Agricultural Occupancy Conditions explained and should they stay

Thousands of properties in rural areas across the UK have restrictions on what type of person can occupy them, reducing their potential value and their demand from potential buyers.

Andrew Dodds, associate partner at Stags, says these conditions tend to be found in properties built since the 1960s, although barn conversions are currently not subject to them.

“Of all the farms we sell each year, 10% to 15% have these ties,” he says. “We do sell properties with ties but about 25% of the time there isn’t a market for them.”

The conditions can be removed but the process will take a significant amount of time, so affected farmers are advised to plan well in advance.

See also: How Class Q development rights are working in practice

What are they?

An Agricultural Occupancy Condition is generally known to determine that the person who lives in the property must be working, or retired from working, in agriculture or forestry in the local area.

However, frustratingly, each local planning authority will word and enact its conditions slightly differently, says Mr Dodds.

Ties were brought in originally to aid farmers in gaining planning consent to build houses on their land, which otherwise would not have been approved under general policy.

Ensuring that the property is linked to agriculture or occupied by agricultural workers reduces market demand and makes them more affordable.

How do they affect property owners?

“If you’re buying a 200- to 300-acre farm, it’s pretty straightforward to comply with the agricultural condition,” says Mr Dodds.

“Issues arise when a dwelling has been added to the farm and that is being sold off separately with five or 10 acres.

“To sell that is tricky because the new occupant has to be involved in farming or forestry, which is difficult with so few acres.”

However, this could be a viable option for someone who has retired from the agricultural sector, he added.

While the condition will have an impact on the valuation of a property and how much interest it will attract on the open market, this will vary depending on the property and the area.

How can the condition be removed?

  • Non-compliance

If over a period of 10 years the occupier has not complied with the agricultural occupancy condition, and can prove this to the local authority with satisfactory evidence, the condition can be temporarily deactivated.

However, if someone subsequently buys the property and complies with the terms, the condition re-enacts.

  • No market

If the owner advertises the property at a reasonable asking price for about 12 to 18 months and is unable to find a buyer, they can apply to the local authority for the condition to be removed, stating that there is no longer demand for an agricultural dwelling on the holding or in the area.

  • Non-accordance

If the property was not built in accordance with the original planning application, the owner can apply for a Certificate of Lawful Use, saying no condition should be applied – although this is rare.
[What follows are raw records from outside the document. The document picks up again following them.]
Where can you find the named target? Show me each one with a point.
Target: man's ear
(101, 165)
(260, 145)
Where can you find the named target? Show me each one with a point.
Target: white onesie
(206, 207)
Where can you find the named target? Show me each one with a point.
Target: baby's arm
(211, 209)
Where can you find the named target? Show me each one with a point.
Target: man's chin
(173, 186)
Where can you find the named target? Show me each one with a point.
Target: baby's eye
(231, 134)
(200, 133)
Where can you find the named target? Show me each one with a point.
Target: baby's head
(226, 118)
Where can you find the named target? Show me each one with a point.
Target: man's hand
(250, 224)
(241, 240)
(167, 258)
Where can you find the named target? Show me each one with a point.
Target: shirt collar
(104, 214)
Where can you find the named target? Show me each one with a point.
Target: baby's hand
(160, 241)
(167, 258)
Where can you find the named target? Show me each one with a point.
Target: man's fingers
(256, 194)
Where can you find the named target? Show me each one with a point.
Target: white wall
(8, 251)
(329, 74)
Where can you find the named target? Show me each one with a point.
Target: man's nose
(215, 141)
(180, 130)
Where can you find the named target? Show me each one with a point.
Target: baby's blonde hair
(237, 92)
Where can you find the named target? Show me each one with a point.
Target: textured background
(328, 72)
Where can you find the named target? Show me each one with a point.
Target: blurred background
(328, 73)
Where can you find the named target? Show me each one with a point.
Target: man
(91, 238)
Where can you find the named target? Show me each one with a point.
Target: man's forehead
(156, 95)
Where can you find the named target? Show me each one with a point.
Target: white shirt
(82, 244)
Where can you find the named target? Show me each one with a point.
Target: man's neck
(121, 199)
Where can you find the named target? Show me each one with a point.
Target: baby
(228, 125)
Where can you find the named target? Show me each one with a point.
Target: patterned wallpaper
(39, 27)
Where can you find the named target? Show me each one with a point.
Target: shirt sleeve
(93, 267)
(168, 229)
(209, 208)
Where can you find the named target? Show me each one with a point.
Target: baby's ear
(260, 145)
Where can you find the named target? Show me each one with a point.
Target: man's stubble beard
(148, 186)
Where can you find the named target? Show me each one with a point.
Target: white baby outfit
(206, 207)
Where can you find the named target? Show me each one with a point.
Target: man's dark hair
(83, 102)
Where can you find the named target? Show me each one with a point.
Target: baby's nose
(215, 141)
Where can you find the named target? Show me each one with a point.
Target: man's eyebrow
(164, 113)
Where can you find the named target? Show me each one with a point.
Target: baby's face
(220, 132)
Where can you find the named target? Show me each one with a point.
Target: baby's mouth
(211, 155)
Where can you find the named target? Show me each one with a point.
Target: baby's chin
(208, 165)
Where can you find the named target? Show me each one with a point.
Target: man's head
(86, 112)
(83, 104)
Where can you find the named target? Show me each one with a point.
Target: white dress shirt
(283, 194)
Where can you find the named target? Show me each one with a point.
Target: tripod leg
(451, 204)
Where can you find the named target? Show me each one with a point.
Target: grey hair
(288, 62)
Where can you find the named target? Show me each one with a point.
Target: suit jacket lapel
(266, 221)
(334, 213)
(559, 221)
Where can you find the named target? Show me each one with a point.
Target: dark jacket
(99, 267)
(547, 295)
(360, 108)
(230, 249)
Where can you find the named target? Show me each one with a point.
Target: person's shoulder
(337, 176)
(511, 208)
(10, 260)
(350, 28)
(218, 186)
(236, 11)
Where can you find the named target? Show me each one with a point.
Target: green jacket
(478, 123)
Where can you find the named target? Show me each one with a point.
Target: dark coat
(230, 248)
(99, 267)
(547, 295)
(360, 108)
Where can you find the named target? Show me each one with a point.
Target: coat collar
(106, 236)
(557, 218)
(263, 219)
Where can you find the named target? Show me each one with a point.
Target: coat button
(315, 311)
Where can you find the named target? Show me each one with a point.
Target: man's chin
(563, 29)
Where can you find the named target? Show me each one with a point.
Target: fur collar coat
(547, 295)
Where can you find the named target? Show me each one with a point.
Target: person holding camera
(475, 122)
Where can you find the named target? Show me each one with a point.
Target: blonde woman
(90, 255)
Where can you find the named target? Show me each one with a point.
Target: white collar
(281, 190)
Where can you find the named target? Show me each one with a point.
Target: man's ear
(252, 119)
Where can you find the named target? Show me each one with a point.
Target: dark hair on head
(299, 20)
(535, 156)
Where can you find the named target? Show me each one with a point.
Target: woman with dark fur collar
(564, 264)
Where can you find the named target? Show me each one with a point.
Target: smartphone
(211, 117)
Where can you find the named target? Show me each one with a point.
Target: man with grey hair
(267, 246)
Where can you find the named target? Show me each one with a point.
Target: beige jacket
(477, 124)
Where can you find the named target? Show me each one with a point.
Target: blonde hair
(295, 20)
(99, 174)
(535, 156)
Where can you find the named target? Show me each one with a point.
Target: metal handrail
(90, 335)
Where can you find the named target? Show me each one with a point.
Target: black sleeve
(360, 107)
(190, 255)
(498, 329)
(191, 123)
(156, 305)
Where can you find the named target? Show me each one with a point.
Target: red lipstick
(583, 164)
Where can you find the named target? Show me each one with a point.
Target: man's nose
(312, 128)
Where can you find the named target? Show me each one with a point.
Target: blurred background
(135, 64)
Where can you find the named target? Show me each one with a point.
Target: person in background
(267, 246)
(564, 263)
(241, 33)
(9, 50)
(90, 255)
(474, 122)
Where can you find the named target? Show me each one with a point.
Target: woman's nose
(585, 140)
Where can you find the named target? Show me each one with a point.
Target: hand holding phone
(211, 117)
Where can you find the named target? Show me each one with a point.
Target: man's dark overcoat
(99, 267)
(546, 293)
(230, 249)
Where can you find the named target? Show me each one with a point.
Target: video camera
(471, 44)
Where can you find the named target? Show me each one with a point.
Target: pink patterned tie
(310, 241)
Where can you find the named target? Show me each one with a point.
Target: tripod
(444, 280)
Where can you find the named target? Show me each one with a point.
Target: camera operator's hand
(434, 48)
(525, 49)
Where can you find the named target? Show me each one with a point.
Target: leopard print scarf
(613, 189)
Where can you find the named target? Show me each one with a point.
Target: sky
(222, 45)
Should the condition be removed?

The decision about whether to remove the occupancy condition should be taken on a case-by-case basis, with the owner judging how strict it is and how much it will affect them in the future, Mr Dodds says.

“If they are farming a commercial agricultural unit, are complying with the condition, and want to continue this way, there is no need to do anything,” he says.
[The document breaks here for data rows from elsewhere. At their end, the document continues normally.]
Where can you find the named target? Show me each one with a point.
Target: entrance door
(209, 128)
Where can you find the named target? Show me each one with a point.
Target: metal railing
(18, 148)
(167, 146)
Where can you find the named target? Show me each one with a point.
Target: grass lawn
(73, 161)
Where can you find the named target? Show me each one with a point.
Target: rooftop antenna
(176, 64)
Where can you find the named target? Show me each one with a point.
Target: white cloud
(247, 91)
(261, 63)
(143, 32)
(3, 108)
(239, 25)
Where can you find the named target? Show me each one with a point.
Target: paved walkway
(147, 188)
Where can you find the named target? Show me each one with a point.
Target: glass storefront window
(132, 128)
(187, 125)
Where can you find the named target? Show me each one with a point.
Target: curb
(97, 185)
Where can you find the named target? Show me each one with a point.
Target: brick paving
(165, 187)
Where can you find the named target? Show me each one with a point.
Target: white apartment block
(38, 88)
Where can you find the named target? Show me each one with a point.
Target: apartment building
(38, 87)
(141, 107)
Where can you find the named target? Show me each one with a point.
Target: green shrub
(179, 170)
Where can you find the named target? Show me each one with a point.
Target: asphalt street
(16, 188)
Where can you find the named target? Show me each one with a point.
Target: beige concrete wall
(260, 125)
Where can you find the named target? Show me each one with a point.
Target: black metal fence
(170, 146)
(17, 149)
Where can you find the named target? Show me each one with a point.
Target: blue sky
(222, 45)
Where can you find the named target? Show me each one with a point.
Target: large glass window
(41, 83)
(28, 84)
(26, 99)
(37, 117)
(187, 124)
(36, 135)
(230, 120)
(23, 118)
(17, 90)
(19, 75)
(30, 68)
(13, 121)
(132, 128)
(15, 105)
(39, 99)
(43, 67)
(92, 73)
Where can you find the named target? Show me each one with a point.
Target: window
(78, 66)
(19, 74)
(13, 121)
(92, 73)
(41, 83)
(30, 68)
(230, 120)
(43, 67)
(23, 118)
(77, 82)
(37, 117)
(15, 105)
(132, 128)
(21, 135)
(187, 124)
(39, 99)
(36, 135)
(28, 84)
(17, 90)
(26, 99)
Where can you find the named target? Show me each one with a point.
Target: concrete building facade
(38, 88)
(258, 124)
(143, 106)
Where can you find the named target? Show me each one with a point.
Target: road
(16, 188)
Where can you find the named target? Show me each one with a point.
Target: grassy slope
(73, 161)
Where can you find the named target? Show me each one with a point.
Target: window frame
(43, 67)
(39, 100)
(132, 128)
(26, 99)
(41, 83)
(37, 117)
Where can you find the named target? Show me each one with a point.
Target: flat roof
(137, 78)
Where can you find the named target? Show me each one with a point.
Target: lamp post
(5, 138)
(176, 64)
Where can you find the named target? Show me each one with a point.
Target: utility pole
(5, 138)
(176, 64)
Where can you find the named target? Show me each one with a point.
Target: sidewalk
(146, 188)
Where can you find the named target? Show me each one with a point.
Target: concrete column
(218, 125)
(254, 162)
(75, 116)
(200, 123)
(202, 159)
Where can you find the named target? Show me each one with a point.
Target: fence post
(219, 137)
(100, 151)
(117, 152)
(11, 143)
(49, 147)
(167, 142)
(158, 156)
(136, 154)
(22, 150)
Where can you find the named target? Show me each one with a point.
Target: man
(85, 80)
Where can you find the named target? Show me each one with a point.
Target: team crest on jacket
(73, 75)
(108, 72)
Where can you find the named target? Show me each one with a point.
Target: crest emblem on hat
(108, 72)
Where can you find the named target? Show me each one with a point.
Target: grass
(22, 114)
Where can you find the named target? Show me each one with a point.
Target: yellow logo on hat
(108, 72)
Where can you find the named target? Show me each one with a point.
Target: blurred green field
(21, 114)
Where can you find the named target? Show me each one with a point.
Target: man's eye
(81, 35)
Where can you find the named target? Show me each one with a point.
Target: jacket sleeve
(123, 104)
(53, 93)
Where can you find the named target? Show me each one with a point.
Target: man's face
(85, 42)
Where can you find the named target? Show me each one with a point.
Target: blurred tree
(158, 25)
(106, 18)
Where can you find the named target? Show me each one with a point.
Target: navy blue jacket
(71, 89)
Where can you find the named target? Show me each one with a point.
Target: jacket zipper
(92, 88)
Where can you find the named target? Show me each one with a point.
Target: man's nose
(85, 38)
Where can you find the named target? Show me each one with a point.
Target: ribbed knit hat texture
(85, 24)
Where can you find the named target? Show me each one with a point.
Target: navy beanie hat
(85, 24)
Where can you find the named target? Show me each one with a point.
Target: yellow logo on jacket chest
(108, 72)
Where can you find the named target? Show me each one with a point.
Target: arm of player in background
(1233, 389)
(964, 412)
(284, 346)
“It’s worth taking advice well in advance of selling the property to look at your options, as keeping the condition will have an impact on prices.

“It is worth remembering that they were originally added to make properties cheaper and improve the likelihood of getting planning consent.”

Depending on the route chosen to remove the condition, owners can expect to pay planning consultant fees and advertising and marketing costs, although these will be fairly insignificant compared with the subsequent increase in market value.